Not that Eyehategod ever really had much room for joy, hope or victory in their soupy Southern swamp/doom metal anyway. Misery was much more of a constant companion. The title of their 1992 debut, In The Name of Suffering, pretty much set the tone for the band from the outset and has served as their unofficial mantra since.
The new self-titled fifth album is not quite as sludgy and soul crushing as some of their earlier work – indeed there are some fits of hardcore feistiness and violence on “Agitation! Propaganda!” and “Framed To The Wall.” But it is still a “weighty tome” by most standards and should be all you need to cure a good mood.
Frontman Mike IX Williams’ ranting diatribe amid a wail of feedback on “Flags and Cities Bound,” set against some truly mammoth, Sabbath-style riffs, is downright Charlie Manson-esque and his delivery throughout is laced with a venomous blend of woe, scorn and rage. “Parish Motel Sickness,” “Worthless Rescue,” “Robitussin and Rejection” and “Medicine Noose” all paint equally bleak pictures and the agitation in Williams’ voice never seems anything less than genuine, which makes it all the more jarring.
Eyehategod is arguably the biggest sounding, most bombastic release yet for the band. Stephen Berrigan and Housecore chief Phil Anselmo took what Eyehategod had started with veteran producer Billy Anderson, but were unable to complete, and turn it into a shuddering, cathartic behemoth. Brian Patton and Jimmy Bower’s riffs come from deep down and pound away like Rocky Balboa on a side of beef over LaCaze’s quaking beats. Few drummers hit ‘em as hard as LaCaze and it’s fortunate that his sessions – recorded by Anderson – were completed before his sudden passing and are preserved and displayed here.
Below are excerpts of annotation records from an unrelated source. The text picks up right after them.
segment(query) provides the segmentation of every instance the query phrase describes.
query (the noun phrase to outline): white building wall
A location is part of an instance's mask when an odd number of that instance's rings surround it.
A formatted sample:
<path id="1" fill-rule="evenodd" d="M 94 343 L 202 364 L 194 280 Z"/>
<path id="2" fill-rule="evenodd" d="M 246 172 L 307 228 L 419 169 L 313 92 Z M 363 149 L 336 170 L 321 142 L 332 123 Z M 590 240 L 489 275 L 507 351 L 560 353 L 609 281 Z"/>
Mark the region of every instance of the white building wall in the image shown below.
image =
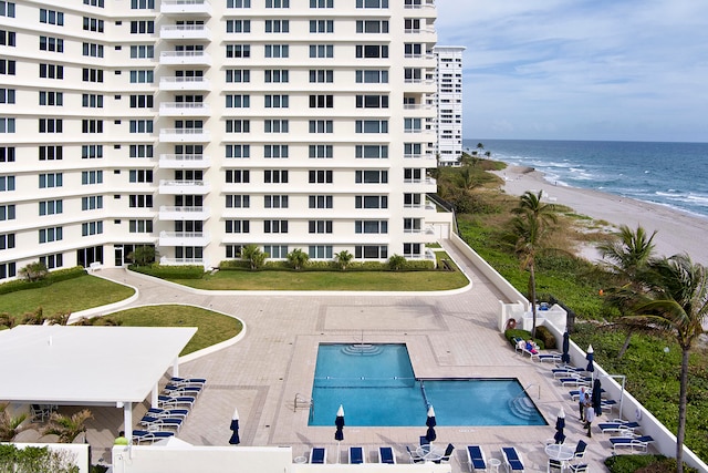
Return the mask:
<path id="1" fill-rule="evenodd" d="M 294 248 L 316 259 L 343 249 L 360 260 L 424 257 L 434 239 L 425 193 L 436 191 L 426 175 L 437 144 L 431 0 L 6 3 L 13 11 L 0 16 L 0 280 L 38 258 L 50 268 L 122 265 L 136 245 L 155 245 L 166 263 L 207 267 L 247 244 L 273 257 Z M 311 21 L 324 32 L 310 32 Z M 267 32 L 285 23 L 288 32 Z M 227 56 L 244 47 L 248 58 Z M 267 56 L 283 47 L 287 58 Z M 311 58 L 312 47 L 332 56 Z M 357 56 L 377 48 L 387 58 Z M 249 81 L 227 81 L 233 71 Z M 311 71 L 325 82 L 311 82 Z M 387 82 L 357 82 L 356 71 L 383 71 Z M 237 95 L 249 106 L 227 106 Z M 287 95 L 288 107 L 267 106 L 272 95 Z M 311 107 L 312 95 L 325 106 Z M 357 106 L 357 96 L 373 105 L 363 95 L 388 106 Z M 273 121 L 287 121 L 287 133 L 268 132 Z M 331 121 L 332 133 L 311 133 L 311 121 Z M 357 121 L 387 130 L 356 133 Z M 244 123 L 247 132 L 227 131 Z M 326 157 L 310 157 L 311 145 Z M 227 157 L 232 146 L 248 146 L 249 157 Z M 287 146 L 288 157 L 266 157 L 266 146 Z M 387 157 L 356 157 L 357 146 L 381 146 Z M 267 182 L 274 172 L 288 182 Z M 312 172 L 325 182 L 310 182 Z M 357 182 L 375 172 L 381 183 Z M 246 173 L 248 183 L 236 182 Z M 283 196 L 288 207 L 277 207 Z M 311 196 L 331 208 L 311 208 Z M 283 222 L 288 232 L 273 232 Z M 368 233 L 375 222 L 379 233 Z"/>

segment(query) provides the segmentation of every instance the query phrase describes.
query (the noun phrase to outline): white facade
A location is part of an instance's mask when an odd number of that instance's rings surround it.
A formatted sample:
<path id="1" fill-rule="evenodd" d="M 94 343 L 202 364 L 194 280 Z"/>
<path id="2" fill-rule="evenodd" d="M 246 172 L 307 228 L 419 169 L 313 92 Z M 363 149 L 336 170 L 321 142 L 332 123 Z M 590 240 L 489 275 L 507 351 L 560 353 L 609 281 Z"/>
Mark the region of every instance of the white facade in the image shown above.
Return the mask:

The album stands as much as a proud testament to his work as it does to the band’s undying will and perseverance. Eyehategood are more potent, abrasive and combustible than ever here, and offer up some of their best work ever despite more than a decade away from the studio. With many of their former difficulties seemingly behind then – and with new drummer Aaron Hill in the fold, and already a number of gigs under his belt – let’s hope this signals a brighter future for Eyehategod. If anyone deserve it, it’s them.